Abstract 473P
Background
Polo-like Kinase 1 (PLK1) is a serine/threonine protein kinase that has emerged as a next generation antimitotic target in cancer therapy, with several PLK inhibitors in development. PLK1 is highly expressed in many cancers and is associated with poor prognosis. Oncogenic mutations in the GTPase protein KRAS are prevalent (35-40%) in colorectal cancer (CRC) and are associated with resistance to targeted therapies. KRAS-mutant (MT) cells are particularly dependent on genes implicated in mitotic functions, such as PLK1.
Methods
We retrospectively reviewed 4551 CRC tumors profiled with Caris Life Sciences from 2019 to 2020. Profiling included whole transcriptome sequencing, targeted next-generation sequencing, tumor mutational burden (TMB), deficient mismatch repair/microsatellite instability-high (dMMR/MSI-H) status, and immunohistochemistry. The Microenvironment Cell Populations (MCP)-counter method was used to assess immune infiltration the tumor microenvironment.
Results
Median PLK1 expression was similar in KRAS-MT vs KRAS-WT tumors (29.1 vs 31.2 transcripts per million [TPM]; p=0.043). Metastases had significantly lower PLK1 expression compared to primary tumors (26.6 vs 32.9 TPM; p<0.001). Tumors in the top quartile (Q4) PLK1 expression group were more frequently associated with a rectal primary site compared to the bottom quartile (Q1) group (27.3 % vs 17.7%; p<0.001). Q4 tumors had increased mutation rates of TP53 (81.3% vs 68.1%), APC (78.7% vs 66.9%), and MSH6 (4.0% vs 1.3%) compared to Q1 (p<0.001). dMMR/MSI-H (8.6% vs 2.7%) and TMB (8.8% vs 2.9%) were also significantly increased in Q4 compared to Q1 (p<0.001). Relative immune cell population abundance and checkpoint gene expression increased gradually from Q1 to Q4 (p<0.001).
Conclusions
A lack of increased PLK1 expression suggests similar potential for PLK1 inhibitors in KRAS-MT tumors compared to KRAS-WT. Among PLK1 expression groups, proportionate increases in dMMR/MSI-H, TMB, immune cell populations, and immune checkpoint gene expression suggest a potential response to immunotherapy in tumors with increased PLK1 expression. Combining immunotherapy with a PLK1 inhibitor might be a synergistic approach to increase sensitivity in PLK1-overexpressing CRC regardless of KRAS status.

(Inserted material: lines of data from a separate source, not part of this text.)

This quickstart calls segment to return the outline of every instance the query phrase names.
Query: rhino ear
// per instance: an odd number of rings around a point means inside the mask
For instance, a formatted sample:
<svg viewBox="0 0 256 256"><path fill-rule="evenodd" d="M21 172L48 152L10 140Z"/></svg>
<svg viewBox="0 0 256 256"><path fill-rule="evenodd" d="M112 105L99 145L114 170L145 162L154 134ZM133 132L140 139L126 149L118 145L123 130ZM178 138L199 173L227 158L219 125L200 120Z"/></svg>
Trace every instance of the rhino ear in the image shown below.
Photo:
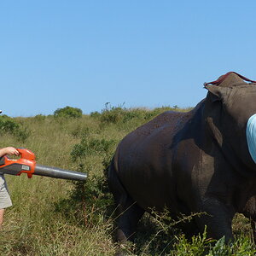
<svg viewBox="0 0 256 256"><path fill-rule="evenodd" d="M205 85L205 88L210 92L212 102L223 101L230 90L229 88L217 85Z"/></svg>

Clinical trial identification
Editorial acknowledgement
Legal entity responsible for the study
USC.
Funding
Has not received any funding.
Disclosure
E. Lou: Honoraria (self), Advisory/Consultancy, Research grant/Funding (institution): Novocure; Honoraria (self), Travel/Accommodation/Expenses: GlaxoSmithKline; Honoraria (self), Advisory/Consultancy: Boston Scientific. W.M. Korn: Leadership role, Full/Part-time employment: Caris Life Sciences; Advisory/Consultancy, Travel/Accommodation/Expenses: Merck Sharp and Dohme. All other authors have declared no conflicts of interest.